Kosie in Luilekkerland.
Door: Koos van der Woude
Soms kun je op een vreemde manier een duikeling in het verleden maken. Geruime tijd geleden kwamen een paar personen café Zaanzicht, Oostzijde 192 binnen en keken vol belangstelling rond. Ze waren hier om documentatie te verzamelen. Dat was om een boek samen te stellen over de Zaankanters aan het water. Het toeval wilde dat er een schilderij hing over de oude zeehaven. De mannen waren vol lof over het doek. Als dank voor het lenen kreeg mijn zoon, toen nog uitbater van het café, het boek, dat nu in mijn boekenkast prijkt, met erin een afbeelding van het schilderij. Bij het doorbladeren viel mijn oog op een oude foto uit de jaren zestig; het waren de voormalige productiefabrieken van Albert Heijn in de Oostzijde. Daar heb ik ruim 25 jaar gewerkt voordat het bedrijf verhuisde naar het Westerspoor. Meteen borrelden weer beelden van weleer op, van mijn sollicitatie in 1965 tot de sloop in 1995.

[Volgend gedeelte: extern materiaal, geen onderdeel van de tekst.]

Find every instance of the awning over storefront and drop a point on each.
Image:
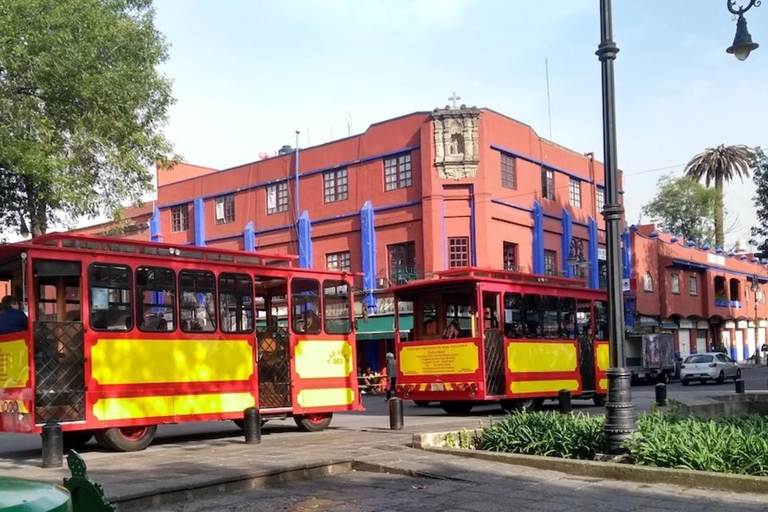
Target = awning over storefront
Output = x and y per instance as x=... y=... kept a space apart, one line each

In de jaren zestig kon je nog gemakkelijk van de ene naar de andere baas lopen. Ik werkte bij scheepswerf Bootsman aan de Gerrit Bolkade, ongeveer waar nu de Hemspoor-tunnel loopt. Ooit speelde daar voetbalclub Zaanse Boys. De werf stond op de rand van faillissement, doordat er te weinig aanbod van te bouwen schepen was. Het laatste schip dat van stapel liep was de Nelly, een zandschip voor zandhandel Van Vliet in Wormerveer. Ik zie de boot nog wel eens varen die ik van kiellegging tot afvaart heb meegemaakt.
Mijn schoonvader was al jaren werkzaam bij Ahold, tipte me dat de TD van het productiebedrijf nog technische mensen zocht; 11 oktober 1965 was het zover. Na een gesprek met personeelzaken werd ik aangenomen. Geen Sjakie in de chocoladefabriek, maar Kosie in Luilekkerland. In de vele oude gebouwen werden diverse producten gemaakt. Behalve macaroni, beschuit en hagelslag, ook chocoladerepen, drop, toffees, koekjes en ontbijtkoek. Maar ook limonade, advocaat en wijn. Kortom een eldorado.
De portiersloge was in de Oostzijde, tegenover het enige pand op nr.70 dat daar nog aan herinnert. Het was nog van groenteboer Frans v/d Stadt, niet ver van de Schoolmeestersstraat. Daar gingen het kantoorpersoneel en de chefs naar binnen. In de Oostzijde was in pand 38 nog een fabrieksingang. Dat was ongeveer tegenover de Klampersstraat, tussen de TD en het voormalige Laboratorium, dat in 1954 verhuisde naar een nieuw pand. Daar kon het klootjesvolk naar binnen. Er werkten veel mensen. Dat zag je aan de rekken met prikkaarten met je naam en nummer. Ik had nr. 110. Je pakte een kaart, stopte hem in de gleuf van de klok en haalde de handel over. Daar stond je begintijd en eindtijd op. De kleedruimtes waren in het oude kaaspakhuis, een klein wit gebouw aan de Zaankade. Rechts van het Ruyterveer naar de Westzijde. Hier stond ook een bouwwerk, waar de administratie van de technische dienst huisde. Aan de andere kant de Feniksschool; een laag houten pand.
De sloop van de panden van kapper Kaper, Klomp, Veltkamp, Café Smit, Mars en Kruit
Voor de uitbreiding van de fabriek aan de Oostzijde, tussen de Kramerstraat en de Belgischestraat heeft het bedrijf een grote opruiming gehouden. Zo verdwenen de lampenzaak van Kuyt, de tabakswinkel van Bosman, Bakkerij C. Mars, Café Smit en nog vele anderen. Het pand van Last tabak en kapper Kaper heeft nog geruime tijd als opslag gediend. Alleen de gevel van het pand waar de Coöperatie was gevestigd bestaat nog. Die maakt nu deel uit van de winkel van Albert Heyn aan de Zaanse schans. In het stukje Oostzijde bij de Klamperstraat stonden regelmatig meel-, melasse-, bulksuiker– en wijnauto’s. In die straat zelf stond het ontspanningsgebouw, een markant pand met half rond dak, nu in gebruik als maatschap fysiotherapie. In de Oostzijde ook een aantal fraaie huizen voor chefs van de fabriek en de opleidingschool. Op de hoek met de Zuidervaldeurstraat woonde schillenboer Lasage. Er is nu alleen maar nieuwbouw. Alleen de ruïne van houthandelaar Middelhoven herinnert nog aan die tijd, maar zal ook wel ten prooi vallen aan de slopershamer.